Calamine is an anti-itch medicine that also has a drying effect on eczema; poison oak, ivy, and sumac; and insect bites. According to Marla Ahlgrimm, it creates a slight cooling sensation as it dries. Calamine is usually administered via a non-prescription topical ointment, which is suspended in oils. This “lotion” must be shaken well before being applied to the skin.
Most people can safely use calamine lotion. However, Marla Ahlgrimm explains that some allergies might preclude certain individuals. If you have ever had an adverse reaction to calamine or to the dyes used in the lotion, then consult with your healthcare provider before use. She also advises speaking with your child’s pediatrician if they have never used calamine before. Check the label for potential allergens, and talk to your pharmacist if you are unfamiliar with the ingredients.

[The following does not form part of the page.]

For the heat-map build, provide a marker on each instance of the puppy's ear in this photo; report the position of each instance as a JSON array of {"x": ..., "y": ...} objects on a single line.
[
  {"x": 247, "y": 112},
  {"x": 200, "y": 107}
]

How to use calamine lotion
Calamine is used on the skin only, and should never be ingested. Marla Ahlgrimm says that using calamine lotion begins with shaking the bottle well to evenly distribute the medicine.
The solution may be applied with your fingers or a cotton ball. Allow the area to dry before covering with clothing. Calamine lotion will wash off easily with exposure to water or sweat, cautions Marla Ahlgrimm. Reapplication may be needed after spending time outdoors.
Marla Ahlgrimm notes that calamine lotion can ease itching associated with minor skin issues. It should not be used to treat spider bites or severe sunburn without first receiving medical attention.